Let me come back to point (3) above. There is a very fundamental result in zero-knowledge proof techniques that you cannot have both unconditional privacy and unconditional soundness. We however do know of ways to have either unconditional privacy or unconditional soundness, so there is a design choice between them.

  • CT with unconditional privacy but computational soundness is the most common choice. This means that if somehow ECDLP breaks (math breakthrough, unexpected structure in secp256k1, quantum computer), someone could undetectably print coins, but the privacy of past (and future) transactions would be unaffected. To the best of my knowledge, Monero, ZCash, Grin, all use this model.
  • CT with unconditional soundness but computational privacy is also possible. This means that an ECDLP break would not let anyone print coins, but the privacy of future (and past) transactions would be at risk. Unfortunately, this choice is much less efficient, and pretty much no systems use it.

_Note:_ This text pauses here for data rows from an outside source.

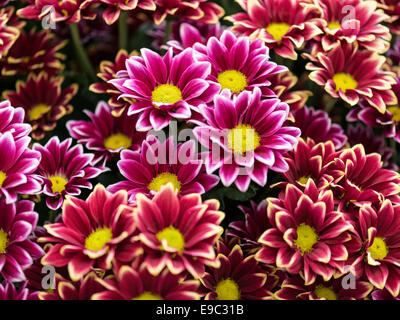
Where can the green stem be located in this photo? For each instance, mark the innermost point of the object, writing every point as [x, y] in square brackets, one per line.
[80, 51]
[123, 30]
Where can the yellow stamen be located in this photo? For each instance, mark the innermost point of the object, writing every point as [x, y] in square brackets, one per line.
[227, 289]
[98, 239]
[243, 138]
[277, 30]
[232, 80]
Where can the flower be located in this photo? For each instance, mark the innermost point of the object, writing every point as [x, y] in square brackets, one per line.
[43, 100]
[9, 292]
[281, 32]
[70, 11]
[17, 251]
[238, 277]
[317, 125]
[198, 10]
[33, 52]
[93, 234]
[178, 233]
[165, 87]
[342, 72]
[352, 20]
[295, 289]
[377, 243]
[105, 134]
[247, 135]
[308, 236]
[138, 284]
[108, 71]
[17, 167]
[82, 289]
[8, 32]
[239, 64]
[64, 170]
[160, 163]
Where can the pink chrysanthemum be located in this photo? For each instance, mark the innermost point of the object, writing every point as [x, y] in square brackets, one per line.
[138, 284]
[317, 125]
[64, 170]
[165, 87]
[160, 163]
[343, 73]
[95, 233]
[106, 135]
[282, 24]
[350, 21]
[178, 233]
[239, 64]
[308, 236]
[17, 251]
[247, 136]
[43, 100]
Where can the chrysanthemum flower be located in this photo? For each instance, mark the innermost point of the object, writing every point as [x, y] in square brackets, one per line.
[82, 289]
[295, 289]
[70, 11]
[165, 87]
[283, 33]
[33, 52]
[111, 14]
[308, 237]
[352, 20]
[93, 234]
[9, 292]
[64, 170]
[160, 163]
[138, 284]
[106, 135]
[238, 277]
[198, 10]
[249, 231]
[377, 235]
[372, 143]
[247, 136]
[43, 100]
[17, 251]
[343, 73]
[8, 33]
[178, 233]
[239, 64]
[317, 124]
[108, 71]
[17, 167]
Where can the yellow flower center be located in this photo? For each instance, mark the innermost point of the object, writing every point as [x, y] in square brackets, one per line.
[325, 292]
[148, 296]
[227, 289]
[378, 249]
[58, 183]
[334, 25]
[232, 80]
[344, 81]
[117, 141]
[3, 177]
[98, 239]
[243, 138]
[162, 179]
[166, 93]
[306, 238]
[173, 237]
[395, 111]
[277, 30]
[3, 241]
[38, 111]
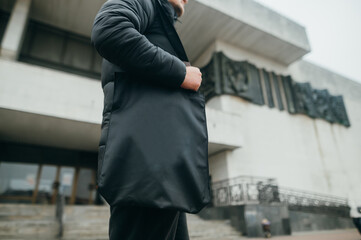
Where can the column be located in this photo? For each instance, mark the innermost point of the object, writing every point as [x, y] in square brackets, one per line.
[15, 30]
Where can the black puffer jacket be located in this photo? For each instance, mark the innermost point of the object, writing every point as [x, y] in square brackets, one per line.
[153, 149]
[119, 34]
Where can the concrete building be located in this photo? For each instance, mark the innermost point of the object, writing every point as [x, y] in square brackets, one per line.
[270, 114]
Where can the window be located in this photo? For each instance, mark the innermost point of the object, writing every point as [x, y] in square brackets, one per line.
[55, 48]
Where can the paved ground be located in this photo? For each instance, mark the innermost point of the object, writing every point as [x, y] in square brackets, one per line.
[351, 234]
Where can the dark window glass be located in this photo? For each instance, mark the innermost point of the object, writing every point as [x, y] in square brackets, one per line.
[4, 19]
[55, 48]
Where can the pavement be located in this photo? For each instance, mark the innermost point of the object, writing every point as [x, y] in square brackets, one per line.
[351, 234]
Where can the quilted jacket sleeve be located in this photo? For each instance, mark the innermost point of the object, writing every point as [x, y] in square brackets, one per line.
[117, 35]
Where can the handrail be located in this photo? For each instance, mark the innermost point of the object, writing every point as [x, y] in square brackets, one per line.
[59, 211]
[247, 189]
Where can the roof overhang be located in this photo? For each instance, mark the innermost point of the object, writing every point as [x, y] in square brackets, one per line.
[245, 24]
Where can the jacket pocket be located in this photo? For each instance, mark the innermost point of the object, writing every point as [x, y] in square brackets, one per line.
[101, 152]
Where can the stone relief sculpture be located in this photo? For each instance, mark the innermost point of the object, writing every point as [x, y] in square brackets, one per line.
[223, 75]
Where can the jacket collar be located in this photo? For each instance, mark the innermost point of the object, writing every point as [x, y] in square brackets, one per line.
[166, 11]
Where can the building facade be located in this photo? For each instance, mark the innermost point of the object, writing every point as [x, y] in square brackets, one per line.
[270, 114]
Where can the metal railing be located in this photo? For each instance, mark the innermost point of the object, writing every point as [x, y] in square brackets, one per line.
[244, 190]
[59, 211]
[253, 190]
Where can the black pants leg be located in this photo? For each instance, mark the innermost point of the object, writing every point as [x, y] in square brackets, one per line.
[357, 222]
[142, 223]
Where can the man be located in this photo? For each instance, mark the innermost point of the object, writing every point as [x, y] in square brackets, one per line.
[152, 164]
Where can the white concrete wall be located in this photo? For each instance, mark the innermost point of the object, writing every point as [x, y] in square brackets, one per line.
[298, 151]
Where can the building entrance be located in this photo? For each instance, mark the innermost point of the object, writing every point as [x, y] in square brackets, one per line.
[41, 183]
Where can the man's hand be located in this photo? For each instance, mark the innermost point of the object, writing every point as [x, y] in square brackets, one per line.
[193, 79]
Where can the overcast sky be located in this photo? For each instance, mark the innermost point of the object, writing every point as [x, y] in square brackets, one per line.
[333, 28]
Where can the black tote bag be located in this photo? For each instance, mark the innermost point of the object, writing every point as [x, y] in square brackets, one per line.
[156, 151]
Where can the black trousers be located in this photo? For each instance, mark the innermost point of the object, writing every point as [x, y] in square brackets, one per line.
[357, 222]
[143, 223]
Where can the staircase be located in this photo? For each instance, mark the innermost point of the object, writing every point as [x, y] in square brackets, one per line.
[22, 222]
[25, 221]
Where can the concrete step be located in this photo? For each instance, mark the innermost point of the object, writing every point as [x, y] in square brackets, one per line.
[25, 221]
[89, 223]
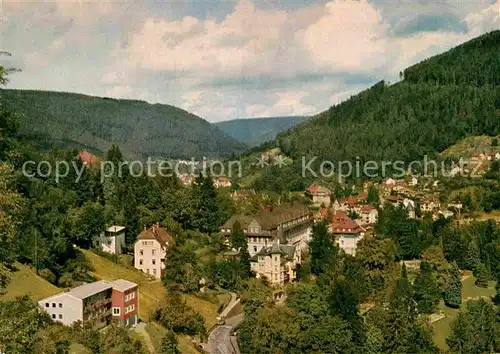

Given Bitcoin’s design focus on controlled inflation, I expect that many people would prefer the second model over the first if a choice needs to be made. There is however also a point to be made that if ECDLP is broken, the future of the system is inherently at risk, but we may not want to give up the privacy of the past when that happens - a point in favor of the first model.

The nice (or scary…) thing about an Extension Block based CT design is that we could have either, or both, and without actually directly affecting the value of the legacy chain. You’d need to move coins explicitly to the CT side, and if unexpected inflation would happen there, simply not all of it would be able to move back to the legacy side. Unexpectedly, this may actually mean a different exchange rate for coins on both sides, if the public’s trust in the security for one is seriously affected.